When it is necessary to access user memory +from a DFC thread context, that memory must be pinned for the duration of +the request and unpinned when the request is completed. The pinning must be +performed in the context of the client thread. The TClientBufferRequest object +exists for this purpose.It is used in the following way.

The driver creates a TClientBufferRequest object +for each client request which may be outstanding concurrently: either one +per client or one per request as appropriate.
Whe a client makes a +request, the TClientBufferRequest object is set to contain +the address of any buffers used and the address of the client's TRequestStatus. +Doing so pins the contents of the buffers: they can be specified as descriptors +or by start address and length. This takes place in the client context.
The driver calls Kern::ThreadBufRead() and Kern::ThreadBufWrite() to access the client's buffers. This takes place in the context of the DFC.
When the request is +complete, the driver calls Kern::QueueBufferRequestComplete() passing +the TClientBufferRequest object. This signals the client +immediately and unpins the buffers.
When the client thread +next runs, the completion value is written back to the client along with the +updated length of any descriptors.

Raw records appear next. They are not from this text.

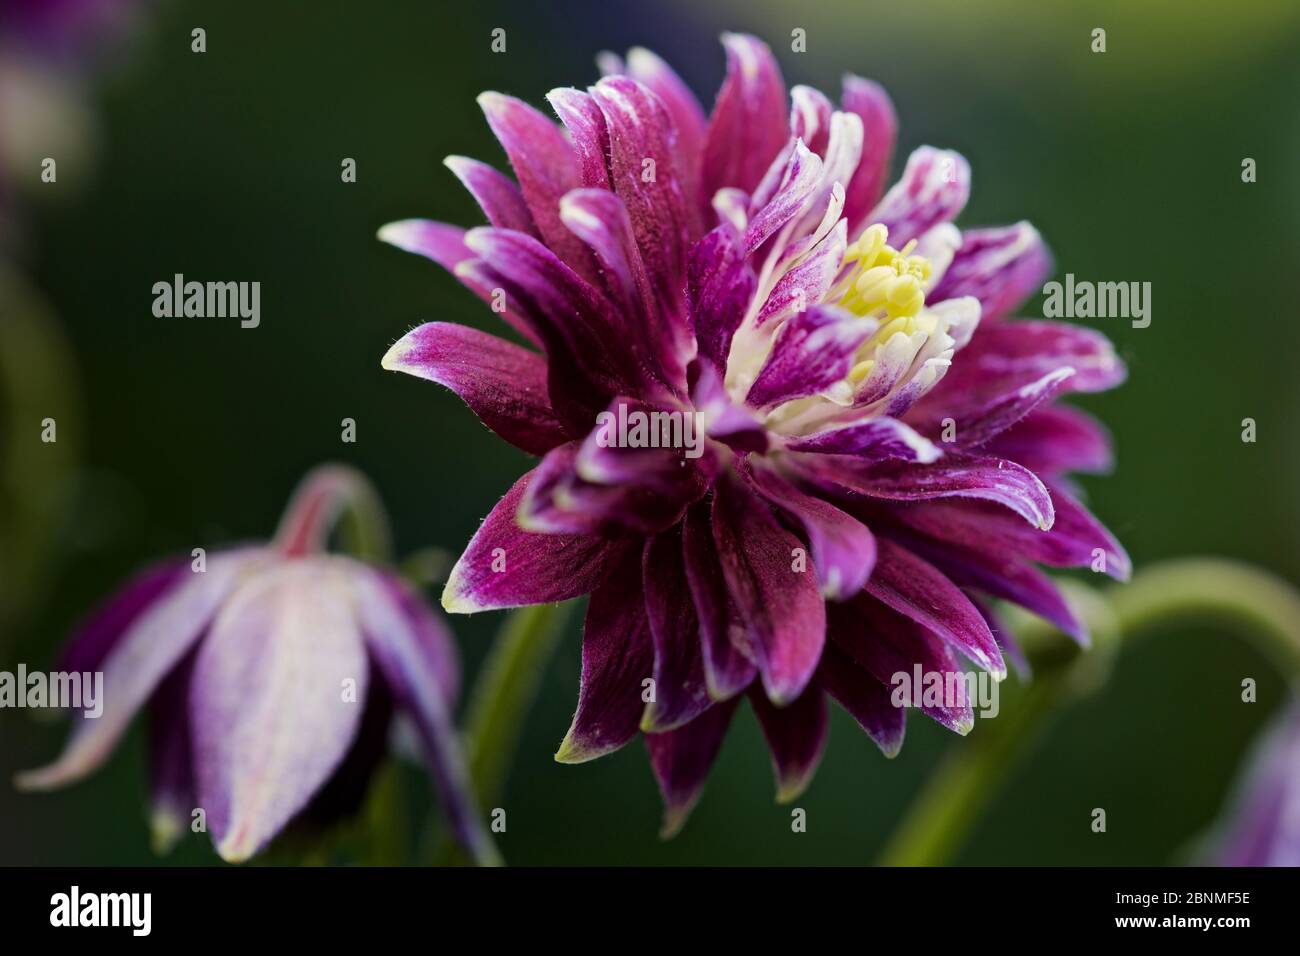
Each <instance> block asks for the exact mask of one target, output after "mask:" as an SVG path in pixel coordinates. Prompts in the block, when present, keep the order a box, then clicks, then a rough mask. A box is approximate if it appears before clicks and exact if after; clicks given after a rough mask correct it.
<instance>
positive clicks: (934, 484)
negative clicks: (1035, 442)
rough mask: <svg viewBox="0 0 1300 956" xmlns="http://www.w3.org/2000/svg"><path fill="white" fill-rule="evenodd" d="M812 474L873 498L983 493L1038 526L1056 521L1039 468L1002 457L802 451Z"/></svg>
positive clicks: (802, 458) (1043, 529) (1049, 524)
mask: <svg viewBox="0 0 1300 956" xmlns="http://www.w3.org/2000/svg"><path fill="white" fill-rule="evenodd" d="M800 464H801V468H803V471H806V472H807V473H810V475H813V476H815V477H819V479H823V480H827V481H832V483H835V484H839V485H842V486H844V488H848V489H849V490H853V492H859V493H862V494H866V496H870V497H872V498H888V499H892V501H926V499H928V498H980V499H984V501H992V502H996V503H998V505H1001V506H1002V507H1008V509H1010V510H1011V511H1014V512H1015V514H1018V515H1021V518H1023V519H1024V520H1026V522H1028V523H1030V524H1031V525H1034V527H1035V528H1040V529H1043V531H1047V529H1048V528H1050V527H1052V522H1053V520H1054V511H1053V509H1052V496H1050V494H1048V489H1047V488H1045V486H1044V485H1043V483H1041V481H1040V480H1039V479H1037V476H1036V475H1034V472H1031V471H1028V470H1026V468H1022V467H1021V466H1019V464H1017V463H1015V462H1008V460H1004V459H1001V458H980V457H975V455H958V454H949V455H946V457H945V458H943V459H941V460H939V462H933V463H931V464H913V463H910V462H898V460H893V459H889V460H884V462H875V463H859V462H857V460H855V459H852V458H846V457H844V455H836V457H835V459H833V462H832V460H831V459H829V458H828V457H822V458H815V457H811V455H801V462H800Z"/></svg>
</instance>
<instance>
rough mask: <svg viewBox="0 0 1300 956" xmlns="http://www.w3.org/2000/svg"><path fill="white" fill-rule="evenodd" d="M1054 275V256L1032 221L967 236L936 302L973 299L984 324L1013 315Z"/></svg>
mask: <svg viewBox="0 0 1300 956" xmlns="http://www.w3.org/2000/svg"><path fill="white" fill-rule="evenodd" d="M1050 273H1052V255H1050V254H1049V252H1048V248H1047V246H1045V245H1044V242H1043V237H1040V235H1039V230H1037V229H1035V228H1034V226H1031V225H1030V224H1028V222H1017V224H1015V225H1013V226H996V228H992V229H971V230H967V232H965V233H962V245H961V247H959V248H958V250H957V254H956V255H954V256H953V261H952V263H950V264H949V267H948V269H946V271H945V272H944V277H943V278H941V280H939V282H937V284H936V286H935V287H933V290H931V293H930V295H928V297H927V298H930V300H931V302H940V300H943V299H953V298H957V297H961V295H974V297H975V298H976V299H979V302H980V307H982V312H983V316H984V320H985V321H992V320H996V319H1001V317H1002V316H1005V315H1009V313H1010V312H1011V311H1013V310H1014V308H1015V307H1017V306H1019V304H1021V303H1022V302H1024V299H1026V298H1028V297H1030V295H1032V294H1034V293H1035V291H1036V290H1037V289H1039V287H1040V286H1041V285H1043V280H1045V278H1047V277H1048V276H1049V274H1050Z"/></svg>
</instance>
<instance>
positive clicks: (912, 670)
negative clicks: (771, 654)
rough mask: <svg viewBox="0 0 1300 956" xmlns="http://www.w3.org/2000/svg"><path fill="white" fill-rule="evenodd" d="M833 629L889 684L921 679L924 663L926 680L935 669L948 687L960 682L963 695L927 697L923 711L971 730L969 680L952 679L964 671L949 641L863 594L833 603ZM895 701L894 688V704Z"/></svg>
mask: <svg viewBox="0 0 1300 956" xmlns="http://www.w3.org/2000/svg"><path fill="white" fill-rule="evenodd" d="M829 635H831V637H832V639H833V643H835V644H836V645H837V646H839V648H840V649H842V650H844V652H845V653H848V654H849V657H852V658H853V661H854V662H857V665H858V666H861V667H862V669H863V670H865V671H867V674H870V675H871V676H872V678H875V679H876V680H878V682H879V683H880V684H883V685H884V687H885V688H892V687H896V683H894V682H896V679H897V676H898V675H906V676H907V679H909V680H911V682H914V683H915V675H917V674H918V669H919V674H920V679H922V682H928V680H930V675H931V674H937V675H939V678H940V679H941V680H943V683H944V685H945V687H946V685H948V684H949V683H952V684H953V685H954V688H956V691H957V697H956V698H954V700H950V701H943V700H940V701H939V702H935V704H924V702H923V704H922V706H920V711H922V713H923V714H926V715H927V717H930V718H932V719H935V721H937V722H939V723H941V724H943V726H945V727H948V728H949V730H952V731H956V732H958V734H969V732H970V730H971V727H974V726H975V715H974V713H972V711H971V701H969V700H966V691H965V683H963V682H962V680H956V679H949V675H954V676H959V675H961V674H962V670H961V666H959V665H958V662H957V658H956V656H954V654H953V652H952V650H949V649H948V646H946V645H945V644H944V641H941V640H940V639H939V637H937V636H936V635H933V633H931V632H930V631H927V630H926V628H924V627H922V626H920V624H918V623H917V622H915V620H913V619H911V618H909V617H906V615H904V614H898V613H897V611H894V610H892V609H889V607H888V606H885V605H883V604H880V602H879V601H876V600H874V598H870V597H867V596H862V597H859V598H857V600H854V601H852V602H848V604H837V605H831V607H829ZM828 645H829V643H828ZM892 702H893V701H892V693H891V705H892ZM885 753H887V754H888V750H887V752H885Z"/></svg>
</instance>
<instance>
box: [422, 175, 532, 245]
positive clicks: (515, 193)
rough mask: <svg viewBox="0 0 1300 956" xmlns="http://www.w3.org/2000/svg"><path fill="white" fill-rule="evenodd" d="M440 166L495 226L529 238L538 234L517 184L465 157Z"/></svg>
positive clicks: (531, 214) (513, 181)
mask: <svg viewBox="0 0 1300 956" xmlns="http://www.w3.org/2000/svg"><path fill="white" fill-rule="evenodd" d="M443 164H446V166H447V169H450V170H451V172H452V173H455V176H456V178H458V179H460V182H461V185H464V187H465V189H467V190H469V195H472V196H473V198H474V200H476V202H477V203H478V206H480V207H481V208H482V211H484V215H485V216H486V217H487V221H489V222H491V224H493V225H494V226H497V228H498V229H515V230H516V232H520V233H528V234H529V235H537V234H538V233H537V225H536V224H534V222H533V213H530V212H529V211H528V203H525V202H524V194H523V193H520V191H519V185H517V183H516V182H515V181H513V179H511V178H510V177H508V176H506V174H504V173H502V172H499V170H497V169H494V168H493V166H490V165H487V164H486V163H480V161H478V160H474V159H468V157H465V156H447V159H445V160H443Z"/></svg>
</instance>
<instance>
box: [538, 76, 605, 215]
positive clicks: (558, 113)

Using +Kern::RequestComplete()

The function Kern::RequestComplete() exists +in two versions:

static void Kern::RequestComplete(DThread* aThread, TRequestStatus*& aStatus, TInt aReason);

which is now deprecated, and its overloaded replacement

static void Kern::RequestComplete(TRequestStatus*& aStatus, TInt aReason);

The +overloaded version should always be used, as it does not take a thread pointer +argument.

Using +shared chunks

Shared chunks are a mechanism by which kernel side +code shares buffers with user side code. As an alternative to pinning memory +they have the following advantages:

Shared chunks cannot +be paged and therefore paging faults never arise.
Shared chunks transfer +data with a minimum number of copying operations and are useful where high +speeds and large volumes are required.

Shared chunks present disadvantages when a driver is being migrated +rather than written from scratch, as the client API must be rewritten as well +as the driver code.